Thrombophilia for factor V Leiden (Factor V Leiden thrombophilia) - Gen F5
Thrombophilia by factor V Leiden is the most common form of hereditary thrombophilia. Individuals affected by this process develop DVT, mainly affecting the lower limbs, but also elsewhere (thromboembolism) as lung, brain, eyes, liver or kidneys. However, approximately 10% of individuals with genetic abnormality Factor V Leiden never develop such thrombosis. This process has also been associated with an increased risk of miscarriage and other complications during pregnancy such as preeclampsia, slow fetal development, or abruption, although most women with thrombophilia for factor V Leiden have normal pregnancies.
This process is due to a particular mutation in the F5 gene, located on the long arm of chromosome 1 (1q23). This gene encodes the factor V clotting, synthesized in the liver, circulating blood in an inactive form until the activation of the coagulation system resulting from any vascular damage occurs. When this (factor Va) is activated factor interacts with activated factor X (Factor Xa), forming a complex which converts prothrombin to thrombin, then thrombin converts fibrinogen to fibrin. Factor Va (activated), is controlled by activated protein C (APC: activated protein C) thereby reducing the clotting process, preventing clots generated is too increase. The APC cleavages causing exerts its action at specific locations on Factor V. When cleaves at position 534 of the protein, interacts with the APC protein to inactivate factor VIIIa.
In thrombophilia for factor V Leiden, there is a single mutation in an amino acid of the protein Factor V, changing the amino acid arginine for the amino acid glutamic acid in position 534 (arg534glu; R534Q) mutation causes a factor V abnormal can not inactivated by activated protein C (APC), so the factor V remains active and can not prevent further activated factor VIIIa, and coagulation process is not stopped. The risk of the manifestations of the process depend on the number of genomic copies altered by each cell, so that if only has the mutation one of the two alleles (heterozygous), the risk of developing the process is less than when the copies of both alleles are affected (homozygous).
Other factors also increase the risk of developing blood clots in people with thrombophilia by factor V Leiden. These factors include increasing age, obesity, injury, surgery, smoking, pregnancy and oral contraceptives or hormone replacement therapy. The risk of abnormal blood clots is also much higher in people who have a combination of the factor V Leiden mutation and another in the F5 gene. Moreover, the risk is increased in people who have the factor V Leiden, along with a mutation in another gene involved in the coagulation system.

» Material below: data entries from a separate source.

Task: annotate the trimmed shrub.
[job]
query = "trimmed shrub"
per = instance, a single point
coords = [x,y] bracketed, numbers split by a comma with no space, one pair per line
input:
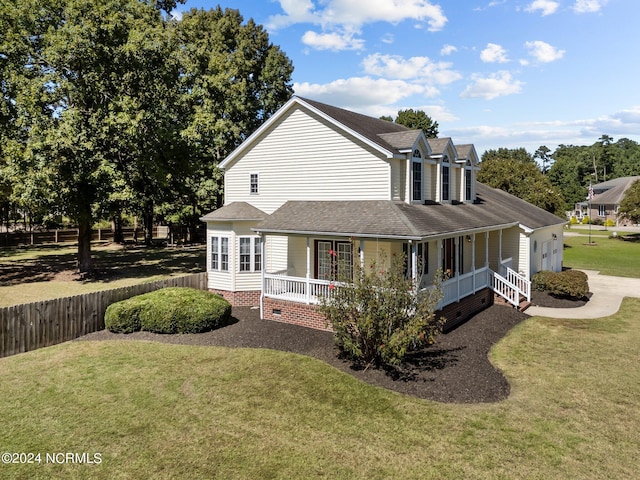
[123,317]
[540,280]
[169,310]
[568,284]
[381,316]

Other mutations F5 gene prevents the synthesis of normal factor V from the functional point of view or reduce their blood concentration. When these mutations occur in both copies of chromosome (alleles) of factor V deficiency occurs, in which there is no normal clotting and those affected manifest abnormal bleeding. In some patients it described the combination of factor V Leiden., Along with other mutations causing factor V deficiency, and in these individuals is increased clotting process.

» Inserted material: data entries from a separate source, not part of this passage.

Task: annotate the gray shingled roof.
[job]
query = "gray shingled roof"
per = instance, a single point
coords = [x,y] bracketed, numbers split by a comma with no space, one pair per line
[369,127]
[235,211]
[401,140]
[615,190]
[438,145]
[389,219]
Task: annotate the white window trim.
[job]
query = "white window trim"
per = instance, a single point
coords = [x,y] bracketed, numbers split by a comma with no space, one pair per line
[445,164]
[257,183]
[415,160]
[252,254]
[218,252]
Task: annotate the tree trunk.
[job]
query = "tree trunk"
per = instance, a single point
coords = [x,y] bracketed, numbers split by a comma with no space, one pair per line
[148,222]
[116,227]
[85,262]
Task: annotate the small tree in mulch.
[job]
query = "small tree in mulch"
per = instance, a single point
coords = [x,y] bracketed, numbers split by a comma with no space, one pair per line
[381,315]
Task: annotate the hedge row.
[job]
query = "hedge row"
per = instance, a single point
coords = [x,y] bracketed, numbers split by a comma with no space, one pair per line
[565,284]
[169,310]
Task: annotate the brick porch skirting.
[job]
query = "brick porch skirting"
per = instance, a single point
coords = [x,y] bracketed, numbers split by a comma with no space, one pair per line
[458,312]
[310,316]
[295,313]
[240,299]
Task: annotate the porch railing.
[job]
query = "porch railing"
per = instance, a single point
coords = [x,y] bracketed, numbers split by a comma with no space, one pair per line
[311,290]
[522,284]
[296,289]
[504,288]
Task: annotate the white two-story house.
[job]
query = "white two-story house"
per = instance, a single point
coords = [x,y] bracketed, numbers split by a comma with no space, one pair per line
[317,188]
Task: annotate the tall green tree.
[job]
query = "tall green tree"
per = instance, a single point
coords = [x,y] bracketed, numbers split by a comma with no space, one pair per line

The likelihood of developing an abnormal blood clot depends on whether a person is carrying one or two copies of the factor V Leiden in each cell. People who inherit two copies of the mutation, one from each parent, are at increased risk of developing a clot that people who inherit one copy of the mutation. Given that approximately 1 in 1000 people per year in the general population will develop abnormal blood clot, the presence of a copy of the factor V Leiden increases the risk of 3 to 8 per 1,000 while having two copies of the mutation may increase the risk to 80 per 1,000.

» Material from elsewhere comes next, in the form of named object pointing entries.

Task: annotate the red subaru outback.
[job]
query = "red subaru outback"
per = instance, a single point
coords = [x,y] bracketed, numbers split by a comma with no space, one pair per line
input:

Tests in IVAMI: IVAMI performed in detecting the R534Q mutation associated with thrombophilia for factor V Leiden, corresponding exon by PCR, or by the complete PCR amplification of the exons of the F5 gene, and subsequent sequencing.
Samples recommended: EDTA blood collected for separation of blood leukocytes, or impregnated sample card with dried blood (IVAMI may mail the card to deposit the blood sample).